Worker Who Treated Ebola Hospitalized in NJ, Has Fever

A healthcare worker who recently treated Ebola patients in West Africa was placed in isolation at a New Jersey hospital on Friday after developing a fever.
The worker, a staffer for Medecins Sans Frontieres, or Doctors Without Borders, was placed into quarantine Friday upon arrival at New Jersey’s Newark International Airport, a day after a New York City doctor who also worked with the group overseas tested positive for the deadly disease.
Medecins Sans Frontieres confirmed the worker is one of its staffers.
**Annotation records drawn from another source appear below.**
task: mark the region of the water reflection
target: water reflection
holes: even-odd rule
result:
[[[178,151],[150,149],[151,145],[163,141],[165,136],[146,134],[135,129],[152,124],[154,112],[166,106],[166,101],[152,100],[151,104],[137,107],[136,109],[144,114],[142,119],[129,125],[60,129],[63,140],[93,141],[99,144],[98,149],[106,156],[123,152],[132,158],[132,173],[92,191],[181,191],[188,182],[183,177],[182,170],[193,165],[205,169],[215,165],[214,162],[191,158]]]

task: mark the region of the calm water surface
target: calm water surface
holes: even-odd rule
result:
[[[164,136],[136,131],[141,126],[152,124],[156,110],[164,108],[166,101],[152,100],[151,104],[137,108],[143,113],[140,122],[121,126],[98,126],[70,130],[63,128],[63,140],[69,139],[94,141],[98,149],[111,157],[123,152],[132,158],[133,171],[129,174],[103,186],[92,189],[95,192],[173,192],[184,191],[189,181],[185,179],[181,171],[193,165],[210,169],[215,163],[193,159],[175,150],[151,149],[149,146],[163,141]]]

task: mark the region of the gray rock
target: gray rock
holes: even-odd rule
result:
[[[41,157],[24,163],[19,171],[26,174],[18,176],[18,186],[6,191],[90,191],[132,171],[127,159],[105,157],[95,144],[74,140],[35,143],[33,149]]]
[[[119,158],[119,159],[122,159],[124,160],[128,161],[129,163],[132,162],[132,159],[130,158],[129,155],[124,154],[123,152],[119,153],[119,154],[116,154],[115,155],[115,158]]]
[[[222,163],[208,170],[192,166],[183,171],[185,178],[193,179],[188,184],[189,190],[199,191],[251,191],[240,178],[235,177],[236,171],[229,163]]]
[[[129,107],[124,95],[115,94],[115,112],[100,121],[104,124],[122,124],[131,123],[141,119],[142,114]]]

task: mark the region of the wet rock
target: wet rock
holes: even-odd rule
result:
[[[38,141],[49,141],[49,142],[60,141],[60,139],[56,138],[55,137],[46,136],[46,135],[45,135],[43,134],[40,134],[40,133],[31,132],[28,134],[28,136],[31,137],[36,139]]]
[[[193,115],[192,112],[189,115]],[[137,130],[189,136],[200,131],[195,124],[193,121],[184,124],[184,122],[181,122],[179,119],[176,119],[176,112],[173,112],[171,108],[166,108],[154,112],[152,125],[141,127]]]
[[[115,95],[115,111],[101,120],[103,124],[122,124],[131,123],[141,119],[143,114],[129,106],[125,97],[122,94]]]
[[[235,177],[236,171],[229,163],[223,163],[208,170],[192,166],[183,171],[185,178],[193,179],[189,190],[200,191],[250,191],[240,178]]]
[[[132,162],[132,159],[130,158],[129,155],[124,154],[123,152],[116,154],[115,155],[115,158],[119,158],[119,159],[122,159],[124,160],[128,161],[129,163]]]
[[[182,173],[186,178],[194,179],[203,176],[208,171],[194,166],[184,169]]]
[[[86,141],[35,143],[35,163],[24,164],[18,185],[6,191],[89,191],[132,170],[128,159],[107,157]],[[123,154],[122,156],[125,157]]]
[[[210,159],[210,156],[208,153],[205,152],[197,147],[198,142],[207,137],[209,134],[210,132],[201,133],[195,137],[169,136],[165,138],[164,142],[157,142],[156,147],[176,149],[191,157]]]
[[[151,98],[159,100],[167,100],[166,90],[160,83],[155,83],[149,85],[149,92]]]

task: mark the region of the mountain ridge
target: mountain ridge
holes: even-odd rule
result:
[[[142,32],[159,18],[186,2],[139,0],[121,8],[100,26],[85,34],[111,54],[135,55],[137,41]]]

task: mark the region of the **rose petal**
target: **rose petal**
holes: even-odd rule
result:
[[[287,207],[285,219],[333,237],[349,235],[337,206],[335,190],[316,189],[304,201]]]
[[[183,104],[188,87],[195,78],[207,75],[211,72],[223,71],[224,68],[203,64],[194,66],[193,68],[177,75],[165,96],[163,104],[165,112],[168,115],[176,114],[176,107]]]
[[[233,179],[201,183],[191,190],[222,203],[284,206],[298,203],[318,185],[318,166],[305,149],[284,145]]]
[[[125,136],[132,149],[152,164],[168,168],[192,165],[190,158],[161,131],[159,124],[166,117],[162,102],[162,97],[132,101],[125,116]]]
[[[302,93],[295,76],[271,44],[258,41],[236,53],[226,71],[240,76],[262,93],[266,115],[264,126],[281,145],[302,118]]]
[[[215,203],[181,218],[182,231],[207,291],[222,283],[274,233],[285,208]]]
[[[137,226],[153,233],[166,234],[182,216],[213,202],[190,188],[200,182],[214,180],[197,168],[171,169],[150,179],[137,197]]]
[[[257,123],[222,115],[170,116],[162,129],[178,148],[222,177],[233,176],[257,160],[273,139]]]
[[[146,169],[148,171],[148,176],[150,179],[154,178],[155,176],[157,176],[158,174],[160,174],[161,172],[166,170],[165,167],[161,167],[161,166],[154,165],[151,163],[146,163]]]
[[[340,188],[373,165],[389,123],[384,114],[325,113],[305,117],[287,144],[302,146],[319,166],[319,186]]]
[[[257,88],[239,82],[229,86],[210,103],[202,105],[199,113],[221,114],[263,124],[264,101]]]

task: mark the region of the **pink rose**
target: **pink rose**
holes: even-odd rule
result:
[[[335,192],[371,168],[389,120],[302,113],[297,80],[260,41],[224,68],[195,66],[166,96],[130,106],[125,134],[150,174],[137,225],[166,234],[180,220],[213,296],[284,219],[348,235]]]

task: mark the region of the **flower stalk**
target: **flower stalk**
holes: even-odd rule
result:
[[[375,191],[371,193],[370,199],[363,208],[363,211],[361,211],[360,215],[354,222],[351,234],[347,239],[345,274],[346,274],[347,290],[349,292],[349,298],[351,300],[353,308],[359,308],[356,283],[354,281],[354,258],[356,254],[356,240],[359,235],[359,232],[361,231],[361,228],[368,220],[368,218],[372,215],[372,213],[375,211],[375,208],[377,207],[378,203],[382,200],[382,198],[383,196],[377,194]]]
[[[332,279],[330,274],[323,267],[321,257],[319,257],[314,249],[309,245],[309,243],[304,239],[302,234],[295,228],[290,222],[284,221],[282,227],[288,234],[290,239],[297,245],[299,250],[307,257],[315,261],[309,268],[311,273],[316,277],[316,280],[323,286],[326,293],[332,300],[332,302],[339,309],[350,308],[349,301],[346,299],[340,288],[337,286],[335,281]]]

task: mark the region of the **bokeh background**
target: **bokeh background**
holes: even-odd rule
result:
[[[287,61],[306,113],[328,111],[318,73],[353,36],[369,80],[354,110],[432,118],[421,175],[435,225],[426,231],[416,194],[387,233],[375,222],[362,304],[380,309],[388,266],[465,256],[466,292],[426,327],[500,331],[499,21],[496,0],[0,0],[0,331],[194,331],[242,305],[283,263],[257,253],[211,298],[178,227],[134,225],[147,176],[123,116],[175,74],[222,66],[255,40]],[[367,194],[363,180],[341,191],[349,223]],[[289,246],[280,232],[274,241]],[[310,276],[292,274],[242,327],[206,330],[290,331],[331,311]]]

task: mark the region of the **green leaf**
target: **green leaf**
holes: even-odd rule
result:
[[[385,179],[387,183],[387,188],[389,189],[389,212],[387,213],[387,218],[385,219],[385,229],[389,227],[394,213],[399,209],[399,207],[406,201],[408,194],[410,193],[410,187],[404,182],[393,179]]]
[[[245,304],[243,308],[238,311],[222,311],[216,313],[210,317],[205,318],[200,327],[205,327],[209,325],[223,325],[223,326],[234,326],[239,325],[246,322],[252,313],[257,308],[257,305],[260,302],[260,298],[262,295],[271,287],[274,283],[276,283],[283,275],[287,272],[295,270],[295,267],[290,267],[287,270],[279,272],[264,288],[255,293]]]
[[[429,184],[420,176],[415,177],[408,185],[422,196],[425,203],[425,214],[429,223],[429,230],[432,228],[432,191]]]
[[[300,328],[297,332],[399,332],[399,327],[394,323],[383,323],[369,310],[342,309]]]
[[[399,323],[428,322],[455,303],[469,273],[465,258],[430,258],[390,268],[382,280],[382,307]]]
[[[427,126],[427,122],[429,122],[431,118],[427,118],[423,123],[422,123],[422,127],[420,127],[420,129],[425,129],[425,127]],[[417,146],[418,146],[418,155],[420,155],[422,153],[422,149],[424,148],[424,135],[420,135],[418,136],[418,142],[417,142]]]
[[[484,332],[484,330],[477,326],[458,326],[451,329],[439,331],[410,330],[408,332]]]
The worker initially had no symptoms when placed in quarantine, but developed a fever Friday night and was placed in isolation at University Hospital in Newark, the New Jersey Department of Health said in a statement.
The potential new case comes after Dr. Craig Spencer became ill Thursday in New York City and later tested positive for the deadly disease, which has killed more than 4,800 people worldwide, mostly in the West African countries of Liberia, Guinea, and Sierra Leone. Officials in New York City are retracing Spencer’s movements before he came down with a 100.3-degree fever Thursday morning and was taken by a specialized team to Bellevue Hospital. He was in stable condition Friday.
Friday’s quarantine comes after the governors of New Jersey and New York imposed rules that any doctor returning to those states after treating Ebola patients in West Africa would have to sit out a mandatory 21-day quarantine, whether they show symptoms or not. Also Friday, the first nurse infected with the deadly disease in the U.S., Nina Pham, was declared Ebola-free and was released from a National Institutes of Health medical center.